- Born: January 20, 1970 (age 56)

Team
- Curling club: Callie CC Regina, SK
- Skip: Randy Bryden
- Third: Troy Robinson
- Second: Russ Bryden
- Lead: Chris Semenchuck

Curling career
- Member Association: Saskatchewan
- Other appearances: World Senior Championship: 1 (2025)

Medal record
Representing Canada
World Senior Championships
| Gold medal – first place | 2025 Fredericton |  |

= Randy Bryden =

Randy Bryden (born January 20, 1970) is a Canadian curler from Regina, Saskatchewan. He is a former Canadian Mixed champion, Canadian Senior Champion, and is the current World Senior men's champion skip.

As a junior curler, Bryden skipped teams to three-straight provincial championships. At the 1987 Canadian Junior Curling Championships, he led a team of Dean Klippenstine, Craig Fiske and Jamie Mathieson to a 6–5 record. At the 1988 Canadian Juniors, he led Klippenstine, Fiske and Rick Stack to an 8–3 round robin record, and lost to British Columbia's Mike Wood rink in the semifinal. At the 1989 Juniors, he led a new team of Troy Robinson, Troy Riche and Mark Zacharias to a 7–4 record, losing to Ontario's David Allan in a tiebreaker.

Bryden is notable for winning the 1996 Canadian Mixed Curling Championship for Saskatchewan with teammates Cathy Trowell, brother Russ and Karen Inglis (Trowell's sister).
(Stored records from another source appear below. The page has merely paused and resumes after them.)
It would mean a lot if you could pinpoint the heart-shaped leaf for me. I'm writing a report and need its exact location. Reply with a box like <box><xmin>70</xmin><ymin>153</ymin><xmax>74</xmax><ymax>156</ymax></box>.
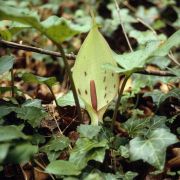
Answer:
<box><xmin>73</xmin><ymin>19</ymin><xmax>119</xmax><ymax>125</ymax></box>
<box><xmin>130</xmin><ymin>128</ymin><xmax>177</xmax><ymax>170</ymax></box>
<box><xmin>0</xmin><ymin>3</ymin><xmax>85</xmax><ymax>43</ymax></box>
<box><xmin>22</xmin><ymin>73</ymin><xmax>57</xmax><ymax>87</ymax></box>
<box><xmin>0</xmin><ymin>55</ymin><xmax>14</xmax><ymax>74</ymax></box>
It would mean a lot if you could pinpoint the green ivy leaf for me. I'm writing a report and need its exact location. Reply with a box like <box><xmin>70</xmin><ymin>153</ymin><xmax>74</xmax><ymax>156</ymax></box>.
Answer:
<box><xmin>111</xmin><ymin>41</ymin><xmax>159</xmax><ymax>71</ymax></box>
<box><xmin>6</xmin><ymin>143</ymin><xmax>38</xmax><ymax>163</ymax></box>
<box><xmin>22</xmin><ymin>99</ymin><xmax>42</xmax><ymax>108</ymax></box>
<box><xmin>0</xmin><ymin>104</ymin><xmax>16</xmax><ymax>118</ymax></box>
<box><xmin>143</xmin><ymin>88</ymin><xmax>180</xmax><ymax>107</ymax></box>
<box><xmin>77</xmin><ymin>124</ymin><xmax>101</xmax><ymax>139</ymax></box>
<box><xmin>57</xmin><ymin>91</ymin><xmax>85</xmax><ymax>108</ymax></box>
<box><xmin>0</xmin><ymin>55</ymin><xmax>14</xmax><ymax>75</ymax></box>
<box><xmin>129</xmin><ymin>128</ymin><xmax>177</xmax><ymax>170</ymax></box>
<box><xmin>15</xmin><ymin>106</ymin><xmax>47</xmax><ymax>127</ymax></box>
<box><xmin>41</xmin><ymin>16</ymin><xmax>80</xmax><ymax>43</ymax></box>
<box><xmin>45</xmin><ymin>160</ymin><xmax>81</xmax><ymax>176</ymax></box>
<box><xmin>40</xmin><ymin>135</ymin><xmax>70</xmax><ymax>162</ymax></box>
<box><xmin>22</xmin><ymin>73</ymin><xmax>57</xmax><ymax>87</ymax></box>
<box><xmin>154</xmin><ymin>30</ymin><xmax>180</xmax><ymax>56</ymax></box>
<box><xmin>0</xmin><ymin>4</ymin><xmax>84</xmax><ymax>43</ymax></box>
<box><xmin>41</xmin><ymin>135</ymin><xmax>70</xmax><ymax>152</ymax></box>
<box><xmin>0</xmin><ymin>125</ymin><xmax>27</xmax><ymax>142</ymax></box>
<box><xmin>69</xmin><ymin>138</ymin><xmax>107</xmax><ymax>169</ymax></box>
<box><xmin>129</xmin><ymin>30</ymin><xmax>166</xmax><ymax>44</ymax></box>
<box><xmin>0</xmin><ymin>143</ymin><xmax>10</xmax><ymax>164</ymax></box>
<box><xmin>122</xmin><ymin>117</ymin><xmax>149</xmax><ymax>137</ymax></box>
Bryden has yet to represent his province at the Brier. He has won two career World Curling Tour events, winning the Horizon Laser Vision Center Classic in 2010 and the Dauphin Clinic Pharmacy Classic in 2012.

Bryden represented Saskatchewan at the 2022, and 2024 Canadian Senior Curling Championships, winning the latter.
Canadian curler (born 1970)

His 1996 Canadian Mixed championship rink was inducted into the Saskatchewan Sports Hall of Fame in 2014. Bryden's father Gary, was inducted into the Hall of Fame as well for winning the 1998 Canadian Senior Curling Championships.

Bryden is a graduate of the University of Regina, where he received a degree in administration.